Can you help me rephrase some lines of Eliot’s “The Preludes I-II”?
1) The poet is describing what he sees as the winter evening settles down. He also lets the reader smell what he smells, like the odour of the steaks in passageways (a synonym?). It is dinner now. He carefully describes the end of the day as burnt-out ends of smoky days (can you help me rendering the contrast between the adjectives burnt-out and smoky: the fire is not an element of vitality but of death), likening the end of a day to a butt of cigarette. Such an attitude towards evening signifies loneliness and melancholy. Then a rainstorm blows up. “Grimy scraps” indicates the ugliness of the poet’s sorroundings, as do other images in the rest of the stanza. The winter evening is wrapped up in rain and dirt. There is only one cab-horse in the street. The next morning is pervaded by the unpleasant smell of beer.

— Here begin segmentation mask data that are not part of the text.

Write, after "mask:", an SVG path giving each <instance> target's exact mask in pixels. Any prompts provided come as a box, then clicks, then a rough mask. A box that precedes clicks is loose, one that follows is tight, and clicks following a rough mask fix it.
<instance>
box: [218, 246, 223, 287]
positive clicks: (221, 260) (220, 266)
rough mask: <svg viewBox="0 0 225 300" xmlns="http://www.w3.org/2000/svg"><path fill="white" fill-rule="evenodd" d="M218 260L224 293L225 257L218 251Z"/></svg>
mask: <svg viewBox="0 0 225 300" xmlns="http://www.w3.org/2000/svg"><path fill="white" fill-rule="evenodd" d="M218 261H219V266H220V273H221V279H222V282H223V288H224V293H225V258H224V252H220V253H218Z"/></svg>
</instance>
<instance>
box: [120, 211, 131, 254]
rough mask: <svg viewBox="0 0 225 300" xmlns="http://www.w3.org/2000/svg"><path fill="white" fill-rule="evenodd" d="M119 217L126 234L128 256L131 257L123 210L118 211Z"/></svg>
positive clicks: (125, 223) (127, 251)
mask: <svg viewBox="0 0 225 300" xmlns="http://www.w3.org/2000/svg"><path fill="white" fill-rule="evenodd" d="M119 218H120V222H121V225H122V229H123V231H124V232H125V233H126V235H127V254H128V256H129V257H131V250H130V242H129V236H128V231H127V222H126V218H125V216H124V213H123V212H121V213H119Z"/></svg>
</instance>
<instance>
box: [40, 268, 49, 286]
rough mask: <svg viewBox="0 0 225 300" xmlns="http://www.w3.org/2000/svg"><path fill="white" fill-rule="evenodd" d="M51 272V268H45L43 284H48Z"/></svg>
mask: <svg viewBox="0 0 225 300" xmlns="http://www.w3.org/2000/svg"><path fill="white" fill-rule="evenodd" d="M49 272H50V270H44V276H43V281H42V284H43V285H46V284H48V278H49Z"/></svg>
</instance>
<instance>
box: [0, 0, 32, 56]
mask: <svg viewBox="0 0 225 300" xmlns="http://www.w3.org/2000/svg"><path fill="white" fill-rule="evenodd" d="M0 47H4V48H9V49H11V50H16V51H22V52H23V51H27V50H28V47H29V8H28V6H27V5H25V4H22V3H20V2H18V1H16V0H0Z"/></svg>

2)In part II Eliot refers to human beings as shadows (dingy shades), who have been deprived of their human dignity. The metaphor conveys an idea of alienation. The modern town is desolated, swept by the wind, cold, dirt and alienated.
3) How can I rephrase: from the saw-dust trampled street? “newspapers from vacant lots”?
Thanks
1 answer
Burnt out would be all gone, nothing left, ended, finished. Smoky would be hazy, still in the process of burning, obscured.
Sawdust trampled, worn out from being used. Newspaper from vacant lots, would be old and probably trash.